05 December 2016

Donnie Hart's Emergence Should Save The Orioles Some Money

It's well-worn territory by now, so I'll just state this quickly. Thanks to hefty arbitration raises and a payroll that's as high as it's ever been, the Orioles almost certainly will not be big players in free agency. But they do have needs. At the very least, that includes an outfielder and figuring out who'll share catching duties with Caleb Joseph. Ate most, that could include adding a designated hitter and improving the starting pitching situation. One other option: adding another reliever.

It's also possible, though, that the O's already made their major relief acquisition. That would be Logan Verrett, the one-time Rule 5 pick by Baltimore who the team just acquired from the Mets for cash considerations. Having Verrett in the fold, along with long-relief, team-controlled types like Tyler Wilson, Mike Wright, Parker Bridwell, and T.J. McFarland, made Vance Worley (and his potential arbitration raise to over $3 million) expendable (RIP Vanimal mentions).

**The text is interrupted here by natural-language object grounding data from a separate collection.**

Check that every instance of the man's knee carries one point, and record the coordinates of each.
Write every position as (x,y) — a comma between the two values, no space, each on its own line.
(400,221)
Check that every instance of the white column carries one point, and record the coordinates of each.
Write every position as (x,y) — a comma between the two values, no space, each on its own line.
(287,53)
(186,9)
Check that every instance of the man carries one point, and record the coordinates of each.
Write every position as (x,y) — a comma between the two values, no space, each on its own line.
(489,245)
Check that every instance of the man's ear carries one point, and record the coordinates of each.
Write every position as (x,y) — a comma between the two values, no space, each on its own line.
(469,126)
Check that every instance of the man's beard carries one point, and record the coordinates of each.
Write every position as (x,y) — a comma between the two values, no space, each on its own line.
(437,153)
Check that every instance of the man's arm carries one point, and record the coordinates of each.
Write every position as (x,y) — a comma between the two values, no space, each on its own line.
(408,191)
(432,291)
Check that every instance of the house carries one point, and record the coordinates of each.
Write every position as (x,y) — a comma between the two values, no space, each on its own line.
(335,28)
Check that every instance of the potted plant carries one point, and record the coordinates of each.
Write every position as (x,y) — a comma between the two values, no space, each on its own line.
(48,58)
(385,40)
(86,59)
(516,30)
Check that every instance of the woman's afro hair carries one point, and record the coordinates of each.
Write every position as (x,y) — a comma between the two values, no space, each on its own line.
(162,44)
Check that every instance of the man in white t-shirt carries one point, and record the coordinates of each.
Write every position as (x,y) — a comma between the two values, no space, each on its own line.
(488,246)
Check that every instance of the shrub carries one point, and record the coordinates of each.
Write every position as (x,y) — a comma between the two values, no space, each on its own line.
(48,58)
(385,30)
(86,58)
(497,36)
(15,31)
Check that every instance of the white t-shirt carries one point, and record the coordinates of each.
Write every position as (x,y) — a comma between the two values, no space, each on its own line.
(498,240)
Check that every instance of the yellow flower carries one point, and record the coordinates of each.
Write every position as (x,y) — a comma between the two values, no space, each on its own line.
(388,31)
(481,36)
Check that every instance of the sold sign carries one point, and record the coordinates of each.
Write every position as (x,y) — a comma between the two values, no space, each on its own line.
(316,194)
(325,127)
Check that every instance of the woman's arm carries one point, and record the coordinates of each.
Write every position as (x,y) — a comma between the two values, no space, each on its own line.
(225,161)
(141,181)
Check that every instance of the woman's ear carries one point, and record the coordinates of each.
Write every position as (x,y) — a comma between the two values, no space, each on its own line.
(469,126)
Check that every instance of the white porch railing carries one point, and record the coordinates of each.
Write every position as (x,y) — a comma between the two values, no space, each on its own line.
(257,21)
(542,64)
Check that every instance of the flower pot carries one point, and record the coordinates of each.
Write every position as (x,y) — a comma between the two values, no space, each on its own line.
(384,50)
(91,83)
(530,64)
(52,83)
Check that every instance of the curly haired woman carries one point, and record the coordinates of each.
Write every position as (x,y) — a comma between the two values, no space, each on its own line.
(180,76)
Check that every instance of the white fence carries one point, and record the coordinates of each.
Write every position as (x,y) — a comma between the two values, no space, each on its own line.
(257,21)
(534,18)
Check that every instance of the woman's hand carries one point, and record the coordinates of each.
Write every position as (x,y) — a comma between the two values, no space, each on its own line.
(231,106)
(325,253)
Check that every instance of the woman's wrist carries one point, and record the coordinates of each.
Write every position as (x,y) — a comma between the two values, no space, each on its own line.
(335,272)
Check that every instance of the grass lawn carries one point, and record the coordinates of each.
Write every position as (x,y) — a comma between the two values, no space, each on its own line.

Still, despite having one of the very best left-handed relievers in baseball in Zach Britton, the O's always seem to be in search of another southpaw relief option. The rest of the team's best relievers pitch from the right side, and the ineffective Brian Matusz is gone. Besides Britton, the only other left-handed relievers on the 40-man roster are Donnie Hart, McFarland, and Jayson Aquino. And that's why left-handed reliever always seems to be mentioned as a possibility for the Orioles in free agency. But not only does that seem like a luxury the O's can't really afford right now, it may also not be one the team needs.

Almost every bullpen could use another good reliever, but it helps when you don't have to find those guys in free agency. The relief market has shifted back in many of those pitchers' favor. Did you have an opinion on Brett Cecil? Pretty good left-hander, right, but certainly not amazing. Well, Cecil will be making more than $7 million in each of the next four seasons. That's not top closer money, but that's still a lot. The Orioles should know; they handed a similar contract to Darren O'Day.

Hart in all probability won't be the next O'Day or Cecil type, but he did excel last season in the one area the O's needed him to: retiring opposing lefties. Hart didn't make his major league debut until the middle of July, and he only pitched 18 1/3 innings. If you just look at his ERA (0.49), he had tremendous success. A low ERA is nice to have, of course, but obviously there's more to it than that. Hart struck out less than six batters per nine innings and posted a BABIP of just .212. Certainly a 0.49 ERA in limited duty would look even better alongside a high strikeout rate, but maybe that's being greedy.

Let's look at some splits data. Thirteen of Hart's innings came against lefties, and he was tremendous against them. Again, he was brought up to get lefties out, and he did. Left-handers combined for a batting line of only .122/.190/.158 (.163 wOBA) against him. Just one left-handed batter earned an extra-base hit against him. Against lefties, Hart posted a strikeout percentage of 25%. Against right-handed batters, that number was under 4%.

Hart also induced plenty of weak contact against lefties. Of all pitchers who threw at least 10 innings against left-handed batters last season (yes, I know 10 innings is not a huge sample), only one pitcher had a lower wOBA against: Clayton Kershaw (.137). Hart placed fourth in the lowest amount of hard contact allowed (13.3%); Britton finished first in that department (10.3%). On contact that qualified as soft, Hart tied for 11th (33.3%).

None of the above is proof that Hart will be able to continue his limited sample size dominance. Maybe left-handers will adjust to his funky delivery and sinker/slider combination the more he pitches.

But that's easier than it sounds.

Hart will be asked to face some right-handers, and he may struggle in that department. But as long as he can keep retiring lefties at a decent clip, he'll have a spot in the bullpen. The best part of that: Hart makes the league minimum. Someone like lefty Boone Logan, who has been loosely attached to the Orioles, recently completed a three-year, $16.5 million deal with the Rockies and will be looking for another payday over multiple years. He's much more proven than someone like Hart, but if the Orioles have someone who can do close to what Logan can do for a whole lot less, that's a real bonus. Even Marc Rzepcynski just signed a contract with the Mariners for two years and $11 million.

Dan Duquette has enough to do with not much payroll leeway without having to worry about adding a moderately priced reliever. Hopefully Hart's 2016 debut was a precursor of more supremacy over lefties.


Anonymous said...

Dumpster dan needs to realize that because of these things, we can deal a bullpen arm, quit sitting on your hands!!!

Matt Kremnitzer said...

They could deal a bullpen arm, but I'm not sure they should.